The Milwaukee Bucks, led by reigning NBA MVP Giannis Antetokounmpo, are on quite a tear this year. Per NBA.com, the Bucks are No. 2 in the league offensive rating, No. 1 in defensive rating—and by the way, they are a full 2.7 points ahead of the second-best defense—and No. 1 by a very wide margin (5.1 points) in net rating. Any way you slice it, the 2019-20 Bucks have been one of the most dominant regular season teams in NBA history. So with all of that being said, it is no shock that Bucks owner Marc Lasry has lofty goals for his team, including matching the incredible 72-win season of the 1996 Bulls. 

According to a report from Eric Woodyard of ESPN, Lasry spoke with the leader of the '96 Bulls (guess who?) at Friday's Bucks-Charlotte Hornets matchup at AccorHotels Arena in France. Michael Jordan offered up some sound advice for Nasry, who told MJ that he wanted his 2019-20 Bucks to try to be like the '96 Bulls in becoming a part of the illustrious group of teams in NBA history to have won 70+ regular season games. All-time only two teams have won 70+ regular season NBA games, the MJ-Scottie Pippen led '96 Bulls and of course, the 2015-16 Golden State Warriors, who went on to break the Bulls' record by winning 73 games. 

That memorable '16 Warriors season ultimately ended in heartbreak for the Dubs as they lost the NBA Finals in seven games to the LeBron James-Kyrie Irving-Kevin Love-led Cleveland Cavaliers. A prevailing thought was that the amount of energy the Warriors expended in going for the regular season record came back to haunt them in the playoffs, a similar sentiment shared by Jordan in his advice to Nasry. 

Look, my advice to you is don't focus on beating our record, focus on winning a championship.

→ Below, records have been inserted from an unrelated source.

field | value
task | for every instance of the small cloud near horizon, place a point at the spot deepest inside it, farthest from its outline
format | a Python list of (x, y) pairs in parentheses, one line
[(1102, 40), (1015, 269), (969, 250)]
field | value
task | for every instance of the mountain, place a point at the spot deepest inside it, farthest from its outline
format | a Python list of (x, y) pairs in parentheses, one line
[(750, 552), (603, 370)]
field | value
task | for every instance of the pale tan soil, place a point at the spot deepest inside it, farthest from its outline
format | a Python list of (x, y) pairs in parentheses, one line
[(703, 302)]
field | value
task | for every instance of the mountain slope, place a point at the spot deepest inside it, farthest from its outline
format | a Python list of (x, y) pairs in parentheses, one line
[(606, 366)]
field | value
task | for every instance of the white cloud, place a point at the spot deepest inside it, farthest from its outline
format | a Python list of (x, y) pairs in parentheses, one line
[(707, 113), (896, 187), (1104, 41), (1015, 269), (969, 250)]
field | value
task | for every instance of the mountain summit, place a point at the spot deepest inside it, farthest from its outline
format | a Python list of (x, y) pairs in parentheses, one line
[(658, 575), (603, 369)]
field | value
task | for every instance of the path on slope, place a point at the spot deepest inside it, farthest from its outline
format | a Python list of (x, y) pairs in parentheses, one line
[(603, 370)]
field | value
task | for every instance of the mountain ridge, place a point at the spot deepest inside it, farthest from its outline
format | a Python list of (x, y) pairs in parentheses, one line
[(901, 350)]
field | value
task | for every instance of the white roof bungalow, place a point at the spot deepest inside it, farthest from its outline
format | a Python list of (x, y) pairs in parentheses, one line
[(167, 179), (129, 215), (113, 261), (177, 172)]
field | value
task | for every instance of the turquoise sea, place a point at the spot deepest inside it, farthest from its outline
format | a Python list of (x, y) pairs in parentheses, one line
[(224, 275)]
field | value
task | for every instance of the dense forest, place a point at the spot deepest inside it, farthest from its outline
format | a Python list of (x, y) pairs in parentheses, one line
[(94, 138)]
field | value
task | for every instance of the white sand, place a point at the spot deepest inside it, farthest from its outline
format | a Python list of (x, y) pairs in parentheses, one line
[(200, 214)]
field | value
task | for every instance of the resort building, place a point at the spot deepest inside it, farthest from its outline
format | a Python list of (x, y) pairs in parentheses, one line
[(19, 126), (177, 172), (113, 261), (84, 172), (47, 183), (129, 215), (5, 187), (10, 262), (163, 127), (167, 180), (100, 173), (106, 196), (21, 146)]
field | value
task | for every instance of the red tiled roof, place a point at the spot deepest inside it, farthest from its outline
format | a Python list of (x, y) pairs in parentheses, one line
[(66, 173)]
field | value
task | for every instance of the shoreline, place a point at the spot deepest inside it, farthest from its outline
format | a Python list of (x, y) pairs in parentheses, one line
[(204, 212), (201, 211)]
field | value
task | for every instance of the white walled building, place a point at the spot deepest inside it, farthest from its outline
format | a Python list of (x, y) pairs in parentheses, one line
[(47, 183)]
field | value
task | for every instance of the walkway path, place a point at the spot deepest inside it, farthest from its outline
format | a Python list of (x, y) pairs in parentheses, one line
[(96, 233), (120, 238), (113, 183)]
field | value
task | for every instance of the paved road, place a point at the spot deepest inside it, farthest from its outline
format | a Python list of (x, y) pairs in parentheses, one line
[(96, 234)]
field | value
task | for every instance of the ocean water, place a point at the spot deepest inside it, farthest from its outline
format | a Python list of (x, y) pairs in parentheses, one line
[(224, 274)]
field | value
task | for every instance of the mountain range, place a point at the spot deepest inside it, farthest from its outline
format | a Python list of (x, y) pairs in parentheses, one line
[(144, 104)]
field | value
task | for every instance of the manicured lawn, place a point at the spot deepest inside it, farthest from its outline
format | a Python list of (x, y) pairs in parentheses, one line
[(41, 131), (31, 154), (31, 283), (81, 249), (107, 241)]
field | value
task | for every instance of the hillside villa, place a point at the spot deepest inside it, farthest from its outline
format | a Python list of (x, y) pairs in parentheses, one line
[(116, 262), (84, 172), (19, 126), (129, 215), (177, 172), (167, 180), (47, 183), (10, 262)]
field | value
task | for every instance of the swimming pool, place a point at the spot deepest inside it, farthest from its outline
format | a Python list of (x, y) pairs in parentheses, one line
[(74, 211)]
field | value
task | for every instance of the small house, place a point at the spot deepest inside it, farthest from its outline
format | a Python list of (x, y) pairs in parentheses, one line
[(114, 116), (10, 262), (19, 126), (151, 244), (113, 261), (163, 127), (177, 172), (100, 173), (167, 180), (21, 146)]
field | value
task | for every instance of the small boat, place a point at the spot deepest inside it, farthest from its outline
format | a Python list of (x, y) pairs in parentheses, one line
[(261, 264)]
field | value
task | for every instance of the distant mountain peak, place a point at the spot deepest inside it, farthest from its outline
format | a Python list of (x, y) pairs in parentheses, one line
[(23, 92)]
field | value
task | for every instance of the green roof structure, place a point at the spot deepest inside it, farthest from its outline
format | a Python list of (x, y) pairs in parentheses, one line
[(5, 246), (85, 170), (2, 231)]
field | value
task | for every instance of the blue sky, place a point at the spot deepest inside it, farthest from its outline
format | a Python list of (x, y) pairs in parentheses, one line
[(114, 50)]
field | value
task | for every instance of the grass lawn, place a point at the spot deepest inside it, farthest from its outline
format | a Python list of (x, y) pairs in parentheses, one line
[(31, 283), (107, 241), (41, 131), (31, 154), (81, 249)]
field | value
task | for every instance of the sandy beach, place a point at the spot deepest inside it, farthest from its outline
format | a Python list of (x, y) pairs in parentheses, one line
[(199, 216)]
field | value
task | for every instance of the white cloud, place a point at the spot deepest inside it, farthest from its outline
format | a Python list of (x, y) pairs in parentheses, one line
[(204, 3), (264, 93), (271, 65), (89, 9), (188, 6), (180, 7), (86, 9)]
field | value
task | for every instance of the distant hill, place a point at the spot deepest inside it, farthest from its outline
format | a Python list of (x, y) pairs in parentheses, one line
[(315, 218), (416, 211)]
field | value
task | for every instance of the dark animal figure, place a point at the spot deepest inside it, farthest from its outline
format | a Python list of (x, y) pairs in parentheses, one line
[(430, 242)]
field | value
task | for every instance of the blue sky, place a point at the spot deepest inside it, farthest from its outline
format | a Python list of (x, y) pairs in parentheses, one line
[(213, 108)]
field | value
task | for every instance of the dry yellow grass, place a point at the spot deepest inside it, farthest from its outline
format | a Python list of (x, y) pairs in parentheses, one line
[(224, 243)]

-Michael Jordan's advice to Bucks owner Marc Lasry on how to handle this season

Nasry maintained that he wants the Bucks to "do everything," including winning 70+ games and collecting the second NBA title in franchise history. Milwaukee has 35 games left in the regular season and they don't look they have any intention of taking their foot off the gas anytime soon. Entering Wednesday morning, the Bucks are on a nine-game winning streak. Their latest win (on Tuesday night) came without Antetokounmpo playing, but guard Khris Middleton poured in a career-high 51 points in a game in which Milwaukee won by 20 and scored a whopping 151 points.

Head coach Mike Budenholzer has managed the Bucks minutes well enough to go all out and even try to break the Warriors' 73-win mark but as Jordan advised, NBA Championships should always be the primary focus. But Nasry is also aware of the place in NBA lore the 2019-20 Bucks would hold when we look back on it IF they can accomplish all of his lofty goals. As Nasry himself stated, "we're going to focus on beating your [the 1996 Bulls] record and winning a championship.' I think we should do everything, but that's me."